The common sense would be don't go to countries where you risk being immediately sent home or to a slave colony in El Salvador for writing something mean about its president.
Its sad but people taking these other measures are rolling dice every time they go. Negotiating the leopard.
my biggest worry entering and leaving my own country is that my bag was lost, or theres a queue.
Now, as a French, I seriously consider being detained for something trivial and getting into a net of bureaucracy which would certainly extend my stay in the US. And I will not do that.
My grown-up children are suggesting vacation in New York and some other places, we will go to Asia instead where I was lucky enough to have only good experiences (especially in some countries). Nobody will care in the US but this is one less person to visit.
I would love the Americans to continue visiting us as nothing changed for them but I can totally understand that they will slow down as well, expecting unpleasantries.
Issues with border patrol can happen in any country. If they have bad mood, or you suddenly decided to piss them off, they will do their best to make your life harder. The US is not the best or worst to that matter. People who chose working as border patrol are not the smartest people out there (otherwise it is unlikely they would choose working at border patrol).
So I understand all precautions but saying its "common sense" not traveling there is a huge stretch IMHO.
I don't want that in my life. As simple as that.
https://www.dw.com/en/german-nationals-us-immigration-detain...
https://lamag.com/latravel/detained-at-the-border-what-forei...
https://www.msn.com/en-us/news/us/tufts-student-grabbed-off-...
I really don't want this kind of nonsense in my life. Why would I visit a country that thinks this kind of treatment is okay?
Rest of articles state vague cases of travelers being sent back home at US border. Again nothing new here, at every country it up to border enforcement to make final decision regarding entry. Its nothing but regular "treatment".
If you don't want this - that's certainly your choice, but I really would like to hear about cases where legitimate travelers are thrown into detention centers and kept there for weeks. Something tells me there is no such stories, but I would still like to see the evidence.
Nobody forces you to go there, and especially play secret agent. If you go, you know that what you have can be searched so have nothing, or have something that is not controversial.
The same applies to all the countries in the world.
Extraordinary rendition https://en.wikipedia.org/wiki/Extraordinary_rendition
Coups https://en.wikipedia.org/wiki/United_States_involvement_in_r...
Wars https://en.wikipedia.org/wiki/List_of_wars_involving_the_Uni...
Otherwise yes, you are right - they are bullies.
They will try to bully us in many other ways but this has nothing to do with the devices and how to hide stuff.
If you believe these rights are not important, that's your own opinion. But I think it's perfectly valid to criticize attacks on human rights.

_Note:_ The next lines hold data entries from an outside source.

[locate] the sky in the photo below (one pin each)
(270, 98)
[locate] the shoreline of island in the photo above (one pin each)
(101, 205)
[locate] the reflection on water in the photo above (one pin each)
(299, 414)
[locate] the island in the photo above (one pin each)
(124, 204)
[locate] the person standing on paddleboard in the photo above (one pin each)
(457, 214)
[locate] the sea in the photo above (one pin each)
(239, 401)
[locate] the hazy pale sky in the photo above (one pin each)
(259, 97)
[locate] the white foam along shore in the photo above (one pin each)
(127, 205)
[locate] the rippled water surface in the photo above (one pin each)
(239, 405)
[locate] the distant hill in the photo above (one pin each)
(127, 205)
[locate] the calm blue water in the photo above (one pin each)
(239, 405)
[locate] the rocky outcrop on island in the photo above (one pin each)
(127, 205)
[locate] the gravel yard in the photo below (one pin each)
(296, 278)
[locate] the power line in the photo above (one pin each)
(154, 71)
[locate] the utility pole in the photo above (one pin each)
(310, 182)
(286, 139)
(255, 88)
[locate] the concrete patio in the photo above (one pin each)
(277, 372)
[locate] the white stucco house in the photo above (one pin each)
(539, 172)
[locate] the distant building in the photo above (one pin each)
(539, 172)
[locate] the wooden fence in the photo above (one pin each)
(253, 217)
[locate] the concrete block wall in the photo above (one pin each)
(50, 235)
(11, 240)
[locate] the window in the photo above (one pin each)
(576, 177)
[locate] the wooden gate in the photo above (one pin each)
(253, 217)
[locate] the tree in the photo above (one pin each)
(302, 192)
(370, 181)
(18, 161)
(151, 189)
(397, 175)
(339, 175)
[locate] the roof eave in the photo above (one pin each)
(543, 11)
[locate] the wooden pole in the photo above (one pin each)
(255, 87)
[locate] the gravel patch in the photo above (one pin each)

So either I go or I don't go. If I go and comply I am fine. If I go and do not comply I am in trouble. If I go and try to sneak stuff I am in trouble.
I am not sure where this is complicated. We are not talking about ethics, but about some crazy ideas to hide stuff. This is irresponsible and dumb.

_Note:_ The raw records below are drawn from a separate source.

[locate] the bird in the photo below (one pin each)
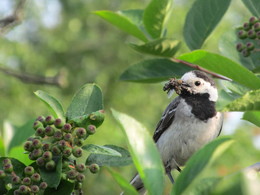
(188, 123)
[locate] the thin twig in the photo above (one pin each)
(58, 80)
(201, 69)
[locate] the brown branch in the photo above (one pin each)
(58, 80)
(14, 19)
(200, 68)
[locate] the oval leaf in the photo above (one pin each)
(253, 6)
(249, 102)
(198, 162)
(87, 100)
(95, 149)
(224, 66)
(113, 161)
(53, 104)
(155, 70)
(160, 47)
(122, 22)
(155, 16)
(201, 20)
(253, 117)
(144, 153)
(52, 178)
(124, 184)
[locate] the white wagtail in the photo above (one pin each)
(188, 123)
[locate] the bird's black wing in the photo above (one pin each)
(167, 119)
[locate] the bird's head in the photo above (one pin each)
(195, 83)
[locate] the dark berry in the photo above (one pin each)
(28, 146)
(91, 129)
(94, 168)
(40, 162)
(35, 189)
(50, 165)
(49, 120)
(47, 156)
(80, 167)
(29, 170)
(36, 177)
(49, 131)
(77, 152)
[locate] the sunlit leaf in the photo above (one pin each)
(201, 20)
(198, 163)
(253, 6)
(53, 104)
(224, 66)
(124, 184)
(122, 22)
(144, 153)
(155, 16)
(249, 102)
(161, 47)
(253, 117)
(154, 70)
(108, 160)
(87, 100)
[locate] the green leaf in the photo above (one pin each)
(155, 16)
(87, 100)
(95, 149)
(124, 184)
(53, 104)
(52, 178)
(224, 66)
(253, 6)
(65, 188)
(253, 117)
(112, 161)
(21, 134)
(161, 47)
(144, 153)
(198, 163)
(154, 70)
(123, 23)
(201, 20)
(249, 102)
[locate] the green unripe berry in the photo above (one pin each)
(242, 34)
(35, 189)
(77, 152)
(80, 167)
(28, 146)
(29, 170)
(36, 177)
(2, 174)
(49, 131)
(50, 166)
(91, 129)
(26, 181)
(43, 185)
(49, 120)
(94, 168)
(40, 162)
(72, 174)
(47, 156)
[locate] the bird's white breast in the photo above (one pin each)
(186, 135)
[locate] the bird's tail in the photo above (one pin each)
(138, 184)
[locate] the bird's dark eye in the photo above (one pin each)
(197, 83)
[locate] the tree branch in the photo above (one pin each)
(14, 19)
(59, 80)
(201, 69)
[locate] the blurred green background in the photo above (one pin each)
(64, 37)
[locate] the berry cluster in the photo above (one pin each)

Same for this. Whether we like it or not, some stuff on your phone are now considered contraband at the US border. Either don't bring them or don't visit.

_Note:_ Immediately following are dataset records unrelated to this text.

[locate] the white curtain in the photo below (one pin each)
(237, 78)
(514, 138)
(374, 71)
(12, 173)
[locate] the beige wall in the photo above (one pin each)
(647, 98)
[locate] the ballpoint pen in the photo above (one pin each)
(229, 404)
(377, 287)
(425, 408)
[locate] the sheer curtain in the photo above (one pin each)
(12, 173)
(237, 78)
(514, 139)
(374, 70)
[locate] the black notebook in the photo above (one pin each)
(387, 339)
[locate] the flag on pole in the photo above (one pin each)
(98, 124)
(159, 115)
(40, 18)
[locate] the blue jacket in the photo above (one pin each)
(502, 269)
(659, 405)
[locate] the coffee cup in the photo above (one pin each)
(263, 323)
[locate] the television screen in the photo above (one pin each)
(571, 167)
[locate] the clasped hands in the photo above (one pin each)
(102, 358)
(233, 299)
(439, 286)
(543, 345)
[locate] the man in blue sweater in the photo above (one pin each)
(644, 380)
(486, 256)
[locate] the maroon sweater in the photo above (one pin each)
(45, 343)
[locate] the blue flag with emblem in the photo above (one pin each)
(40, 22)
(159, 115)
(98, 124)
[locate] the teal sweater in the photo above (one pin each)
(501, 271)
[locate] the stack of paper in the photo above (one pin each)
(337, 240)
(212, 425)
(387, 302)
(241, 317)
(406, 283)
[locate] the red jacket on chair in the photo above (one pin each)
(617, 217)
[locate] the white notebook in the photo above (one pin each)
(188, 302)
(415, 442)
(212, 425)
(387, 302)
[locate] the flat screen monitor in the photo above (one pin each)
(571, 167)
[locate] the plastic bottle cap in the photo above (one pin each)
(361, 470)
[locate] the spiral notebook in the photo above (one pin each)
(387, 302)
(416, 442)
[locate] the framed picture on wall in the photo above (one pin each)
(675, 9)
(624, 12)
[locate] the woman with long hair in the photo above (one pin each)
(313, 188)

I feel no moral or legal obligation to let them search through all my stuff just because of their policies, which don't seem at all compliant with our highest laws and ideals.
The source is here: https://encyclopedia.ushmm.org/content/en/article/martin-nie...
And what do we have in 2025?
I don't think it was a Lonely Planet https://www.bbc.com/ahistoryoftheworld/objects/AP5ln7N8TRGkf...
As far as I understand, the key point was visa processing. If they considered you suspicious (maybe because you were a reporter or a religious worker), they might flag you for surveillance. Otherwise they didn't really care. The expectation was that you would exchange currency in the black market, because the official rates were terrible. And that you might make some money by selling western goods. If you were part of a tour group, the chances are your official Intourist guide was involved in this.